Uwurukundo recalled his own lengthy conversations with the farmer, Al-Hajj Ali Saboor Bakit. Mr. Bakit had been a refugee himself, Uwurukundo says, forced into a more peaceful Darfur when Chad itself was having a violent anti-government rebellion. Now that Darfuris are flooding across the border into a relatively peaceful Chad, Bakit could identify with the losses of the Darfuris who have now flooded Chad's sparse desert.

It was clear that Uwurukundo could see a part of himself in Bakit as well. The two men – both Africans, but one an illiterate Muslim, the other a highly educated Christian – had found common experiences of hardship and a similar outlook of what to do with their experiences.

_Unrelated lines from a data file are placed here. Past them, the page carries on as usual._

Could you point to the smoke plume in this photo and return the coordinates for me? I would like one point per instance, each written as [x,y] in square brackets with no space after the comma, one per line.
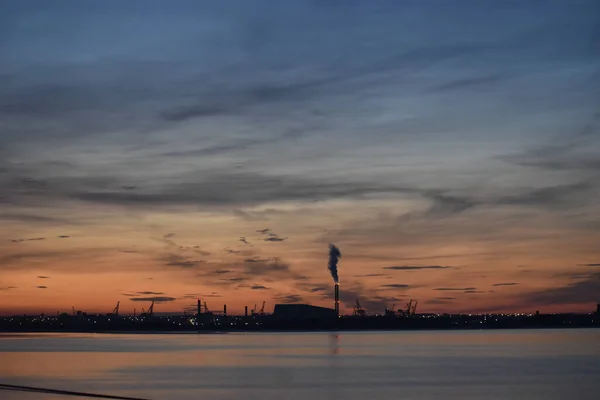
[334,256]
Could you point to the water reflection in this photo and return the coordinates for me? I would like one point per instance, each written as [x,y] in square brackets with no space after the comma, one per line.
[425,365]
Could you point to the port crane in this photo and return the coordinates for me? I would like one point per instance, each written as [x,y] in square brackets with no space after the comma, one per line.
[150,311]
[411,308]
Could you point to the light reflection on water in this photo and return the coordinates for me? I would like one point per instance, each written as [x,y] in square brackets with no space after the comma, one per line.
[549,364]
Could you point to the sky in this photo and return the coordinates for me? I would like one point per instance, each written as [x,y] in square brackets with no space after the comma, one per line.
[168,151]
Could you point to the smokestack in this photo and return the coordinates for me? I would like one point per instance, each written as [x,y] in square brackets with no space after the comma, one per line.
[334,256]
[336,288]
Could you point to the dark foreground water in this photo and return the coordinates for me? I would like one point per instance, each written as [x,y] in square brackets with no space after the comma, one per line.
[535,364]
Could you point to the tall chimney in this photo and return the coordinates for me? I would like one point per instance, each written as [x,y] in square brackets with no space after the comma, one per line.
[337,299]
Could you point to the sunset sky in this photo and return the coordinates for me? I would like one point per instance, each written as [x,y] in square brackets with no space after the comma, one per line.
[175,150]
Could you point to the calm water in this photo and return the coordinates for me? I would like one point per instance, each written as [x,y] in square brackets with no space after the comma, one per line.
[544,364]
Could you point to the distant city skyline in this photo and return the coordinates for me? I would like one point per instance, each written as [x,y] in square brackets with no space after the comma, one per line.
[170,151]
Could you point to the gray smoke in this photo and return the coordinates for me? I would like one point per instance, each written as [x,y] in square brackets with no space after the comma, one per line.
[334,256]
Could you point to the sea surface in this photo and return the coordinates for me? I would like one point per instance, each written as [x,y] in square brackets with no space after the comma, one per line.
[524,364]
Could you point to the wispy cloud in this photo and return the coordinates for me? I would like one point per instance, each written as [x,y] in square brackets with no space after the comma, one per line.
[396,286]
[410,268]
[156,299]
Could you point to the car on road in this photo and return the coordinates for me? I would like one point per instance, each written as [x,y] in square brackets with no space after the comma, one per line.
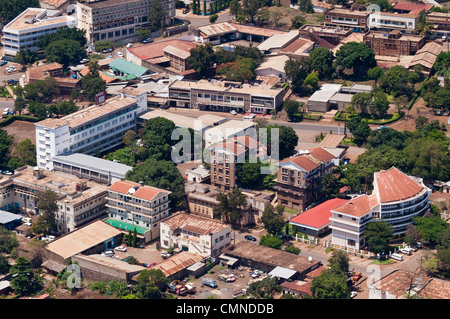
[249,237]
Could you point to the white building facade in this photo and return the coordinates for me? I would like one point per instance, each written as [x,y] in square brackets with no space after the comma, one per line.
[93,129]
[30,25]
[396,199]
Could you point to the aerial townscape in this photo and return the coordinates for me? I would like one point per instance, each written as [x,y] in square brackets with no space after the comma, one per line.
[225,150]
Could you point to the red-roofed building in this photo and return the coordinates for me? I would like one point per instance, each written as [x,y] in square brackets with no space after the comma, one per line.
[132,205]
[396,199]
[298,177]
[316,221]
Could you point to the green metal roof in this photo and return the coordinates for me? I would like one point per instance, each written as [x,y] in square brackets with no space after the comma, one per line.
[126,226]
[127,67]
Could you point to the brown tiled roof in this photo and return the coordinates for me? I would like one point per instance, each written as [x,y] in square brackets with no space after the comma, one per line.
[358,206]
[302,161]
[321,154]
[195,224]
[394,185]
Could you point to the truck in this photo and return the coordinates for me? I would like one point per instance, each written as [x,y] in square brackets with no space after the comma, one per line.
[190,288]
[177,288]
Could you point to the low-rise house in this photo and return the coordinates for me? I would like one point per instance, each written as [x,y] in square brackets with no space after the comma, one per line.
[198,235]
[135,206]
[79,200]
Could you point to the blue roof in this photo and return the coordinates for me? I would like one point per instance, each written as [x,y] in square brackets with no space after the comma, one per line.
[7,217]
[128,67]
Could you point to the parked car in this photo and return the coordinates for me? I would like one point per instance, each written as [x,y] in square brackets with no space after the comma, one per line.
[249,237]
[397,257]
[209,282]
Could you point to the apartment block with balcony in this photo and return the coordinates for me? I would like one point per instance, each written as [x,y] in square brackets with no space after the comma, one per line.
[198,235]
[396,199]
[354,20]
[386,21]
[224,96]
[117,20]
[24,30]
[96,128]
[298,177]
[394,43]
[135,206]
[80,200]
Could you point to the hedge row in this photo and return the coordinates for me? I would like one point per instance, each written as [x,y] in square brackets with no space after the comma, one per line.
[11,118]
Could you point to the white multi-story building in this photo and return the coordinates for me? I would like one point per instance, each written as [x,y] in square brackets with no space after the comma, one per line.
[94,129]
[30,25]
[396,199]
[117,20]
[132,205]
[198,235]
[386,21]
[79,200]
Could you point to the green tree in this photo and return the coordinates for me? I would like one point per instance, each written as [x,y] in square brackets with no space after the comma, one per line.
[263,289]
[322,62]
[25,57]
[330,185]
[202,59]
[92,83]
[339,261]
[24,282]
[357,56]
[330,285]
[46,202]
[378,235]
[273,220]
[271,241]
[291,107]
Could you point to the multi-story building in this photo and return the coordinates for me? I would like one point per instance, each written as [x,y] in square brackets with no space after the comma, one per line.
[396,199]
[298,177]
[441,23]
[117,20]
[387,21]
[97,128]
[394,43]
[198,235]
[224,96]
[347,19]
[132,205]
[79,200]
[24,30]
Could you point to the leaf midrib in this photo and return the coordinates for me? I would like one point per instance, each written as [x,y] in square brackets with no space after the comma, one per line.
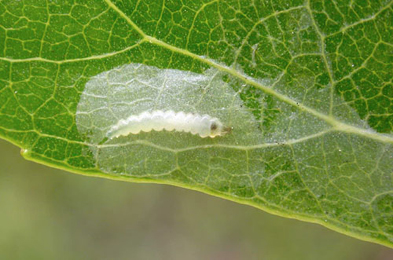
[336,124]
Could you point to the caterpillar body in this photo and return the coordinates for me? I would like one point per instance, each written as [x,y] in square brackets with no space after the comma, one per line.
[202,125]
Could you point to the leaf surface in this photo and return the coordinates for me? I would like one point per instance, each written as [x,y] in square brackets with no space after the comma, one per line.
[313,79]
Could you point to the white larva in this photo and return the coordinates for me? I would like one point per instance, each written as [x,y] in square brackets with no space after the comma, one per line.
[202,125]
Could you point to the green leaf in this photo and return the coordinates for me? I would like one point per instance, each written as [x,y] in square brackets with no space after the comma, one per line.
[312,107]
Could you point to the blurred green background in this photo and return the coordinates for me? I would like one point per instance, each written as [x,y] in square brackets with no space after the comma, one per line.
[51,214]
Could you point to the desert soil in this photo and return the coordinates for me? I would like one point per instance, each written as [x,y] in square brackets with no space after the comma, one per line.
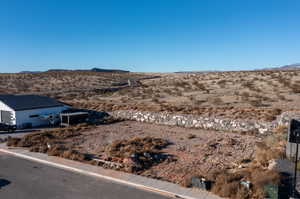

Outsiders have a disturbing tendency of portraying Africa as a passive place, where people blame the outside world – from the former colonial rulers to the World Bank – for their problems. But these two are not quitters or blamers. They knew they could make a difference.

"My object is to get the local community and the refugees together to see how they can share traditional wells and keep things together," says Uwurukundo. He realizes that his job is to put himself out of a job, to help the refugees reach a point where they can look after themselves.

"It's a matter of dignity, a feeling that they are not begging," says Uwurukundo. "If you give 100 percent assistance to refugees, you create a dependent state, and when it comes time to repatriate them, you'll have trouble. It's only once they are capable of contributing to their own well-being that they will feel better about themselves."